As the rest of campus lay dormant on a rainy Saturday morning, over a thousand people made their way to the third-annual USC OWN IT Summit, a day-long event celebrating women’s empowerment. The summit, full of glass-ceiling demolishers, eager academics and open discussions, was a sharp contrast to the day’s gloomy weather.
The summit was put together entirely by students. Attendees attended two breakout sessions of their choice along with longer speeches and panels throughout the event. Among the 150 guest speakers were Erin and Sara Foster, co-creative heads for Bumble; Maryellis Bunn, founder of the Museum of Ice Cream and Willow Bay, dean of the USC Annenberg School for Communication and Journalism.
In Bovard Auditorium, actress and outspoken transgender activist Laverne Cox addressed the packed house with personal stories of discrimination and spoke about the importance of intersectional feminism.
“Intersectional feminism … has really been about expanding the category of womanhood,” she said. “I stand before you today as a black transgender woman claiming my womanhood.”
Erica Wenger, co-executive director of USC OWN IT, said the rain affected the summit’s outdoor activities, such as the marketplace, where sponsors had booths for attendees to sample products.
“Thursday night we made a last minute-decision to do our rain plan, which was very expensive, but obviously very worth it,” Wenger said. “We moved the marketplace [from Alumni Park to VKC], and we put a huge tent over lunch.”
In an afternoon breakout session titled “Wellness & Womanhood,” Jessie De Lowe, co-founder of the lifestyle blog How You Glow, spoke about her experience becoming an art therapist. De Lowe, who studied art and psychology at the University of Colorado, discussed the ways traditional Western medicine often fail to address women’s basic mental health needs.
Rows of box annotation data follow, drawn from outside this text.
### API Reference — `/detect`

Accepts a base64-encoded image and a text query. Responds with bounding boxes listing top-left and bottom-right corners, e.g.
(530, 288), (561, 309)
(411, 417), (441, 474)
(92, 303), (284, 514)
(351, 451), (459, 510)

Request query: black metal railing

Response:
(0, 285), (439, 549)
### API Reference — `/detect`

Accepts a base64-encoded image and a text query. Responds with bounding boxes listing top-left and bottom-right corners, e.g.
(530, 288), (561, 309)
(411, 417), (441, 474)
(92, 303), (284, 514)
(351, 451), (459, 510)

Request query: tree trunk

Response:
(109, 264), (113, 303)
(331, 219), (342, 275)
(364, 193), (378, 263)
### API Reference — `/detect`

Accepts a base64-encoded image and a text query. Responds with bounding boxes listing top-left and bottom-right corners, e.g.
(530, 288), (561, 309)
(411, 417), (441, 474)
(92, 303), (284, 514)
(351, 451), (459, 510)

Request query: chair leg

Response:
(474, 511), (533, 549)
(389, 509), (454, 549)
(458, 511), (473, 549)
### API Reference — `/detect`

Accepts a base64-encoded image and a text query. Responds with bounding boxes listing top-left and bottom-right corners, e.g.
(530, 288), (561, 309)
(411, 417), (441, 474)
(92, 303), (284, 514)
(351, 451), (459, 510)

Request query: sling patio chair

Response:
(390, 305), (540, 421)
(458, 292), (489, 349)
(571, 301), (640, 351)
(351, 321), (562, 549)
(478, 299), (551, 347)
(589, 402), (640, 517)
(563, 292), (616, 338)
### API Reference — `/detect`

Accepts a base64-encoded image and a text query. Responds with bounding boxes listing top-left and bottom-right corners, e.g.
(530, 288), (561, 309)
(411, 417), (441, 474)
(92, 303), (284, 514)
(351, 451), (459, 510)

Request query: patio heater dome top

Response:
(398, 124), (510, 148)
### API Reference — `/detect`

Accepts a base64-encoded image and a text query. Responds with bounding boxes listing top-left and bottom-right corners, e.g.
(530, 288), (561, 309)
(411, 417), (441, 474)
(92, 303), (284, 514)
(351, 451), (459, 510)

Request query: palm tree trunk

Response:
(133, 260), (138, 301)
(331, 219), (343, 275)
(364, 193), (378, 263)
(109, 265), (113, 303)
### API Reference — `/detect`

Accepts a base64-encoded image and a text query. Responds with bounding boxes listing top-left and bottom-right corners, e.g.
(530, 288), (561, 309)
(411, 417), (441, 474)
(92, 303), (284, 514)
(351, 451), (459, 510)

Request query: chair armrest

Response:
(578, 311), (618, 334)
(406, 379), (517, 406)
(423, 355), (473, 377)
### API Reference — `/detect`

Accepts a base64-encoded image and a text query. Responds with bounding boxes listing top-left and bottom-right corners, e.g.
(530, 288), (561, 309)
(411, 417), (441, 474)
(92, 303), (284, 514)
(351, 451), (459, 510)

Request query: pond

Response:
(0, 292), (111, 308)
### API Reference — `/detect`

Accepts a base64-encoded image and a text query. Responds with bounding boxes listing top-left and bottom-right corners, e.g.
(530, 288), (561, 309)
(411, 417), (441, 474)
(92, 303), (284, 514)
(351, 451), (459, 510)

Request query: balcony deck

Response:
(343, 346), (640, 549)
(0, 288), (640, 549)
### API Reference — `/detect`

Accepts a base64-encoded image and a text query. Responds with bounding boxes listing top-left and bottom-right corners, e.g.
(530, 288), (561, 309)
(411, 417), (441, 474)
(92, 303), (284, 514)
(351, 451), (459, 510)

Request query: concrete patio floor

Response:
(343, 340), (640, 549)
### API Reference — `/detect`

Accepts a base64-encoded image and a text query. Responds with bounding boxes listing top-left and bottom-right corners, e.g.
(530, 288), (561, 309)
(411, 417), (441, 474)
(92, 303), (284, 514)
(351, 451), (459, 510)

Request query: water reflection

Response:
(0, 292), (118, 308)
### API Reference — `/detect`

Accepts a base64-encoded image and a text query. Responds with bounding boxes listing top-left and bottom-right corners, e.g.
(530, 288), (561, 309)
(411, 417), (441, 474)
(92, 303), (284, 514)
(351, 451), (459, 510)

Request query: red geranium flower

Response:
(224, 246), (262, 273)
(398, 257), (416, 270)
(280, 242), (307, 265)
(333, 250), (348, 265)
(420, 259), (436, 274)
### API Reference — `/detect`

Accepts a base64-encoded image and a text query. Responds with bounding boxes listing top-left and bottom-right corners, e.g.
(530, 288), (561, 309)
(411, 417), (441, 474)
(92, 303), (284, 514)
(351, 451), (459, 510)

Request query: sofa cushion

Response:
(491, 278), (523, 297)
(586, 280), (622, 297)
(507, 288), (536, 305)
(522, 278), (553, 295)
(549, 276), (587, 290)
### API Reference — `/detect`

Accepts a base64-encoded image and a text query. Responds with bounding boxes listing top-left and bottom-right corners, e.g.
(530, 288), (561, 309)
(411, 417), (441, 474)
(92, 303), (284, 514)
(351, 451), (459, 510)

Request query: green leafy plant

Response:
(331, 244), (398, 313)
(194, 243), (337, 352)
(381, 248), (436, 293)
“I found that in the art classes, there was way more [therapy] occurring than even in some of these other classrooms,” De Lowe said. “[Art has the power] to create this really healing environment for people to open up.”
The summit featured speakers covering topics from religion to aerospace engineering. Carlin Pappas, a senior majoring in journalism, attended a breakout session on corporate social responsibility.
“I learned a lot,” Pappas said. “I think one of the big takeaways [was that] consumers are more likely to associate with a brand that does social activism.”
Attendees also heard from three women who founded their own companies that focus on the needs of consumers in new and innovative ways. Tina Sharkey, co-founder and CEO of Brandless — an e-commerce company that sells all of its products for $3 each — said her company seeks to build trust with consumers.
“People don’t want to be buying from companies that they don’t trust or admire,” Sharkey said. “Every day for us [is] day two. Because on day one we listen, and on day two we build.”
Francesca Macrae, a senior majoring in political economy, echoed Sharkey’s sentiments on brands.
“Consumers are more willing to support brands that no longer are just trying to push a product, but are using their platform to push a message,” Macrae said.
Wenger said she was happy with the event. She said Cox and the Bumble creatives were among her favorite parts of the event.
“One of my cousins actually said this was a day she was going to remember for years and [that] changed her life,” Wenger said. “Overall, we just kept hearing really positive feedback.”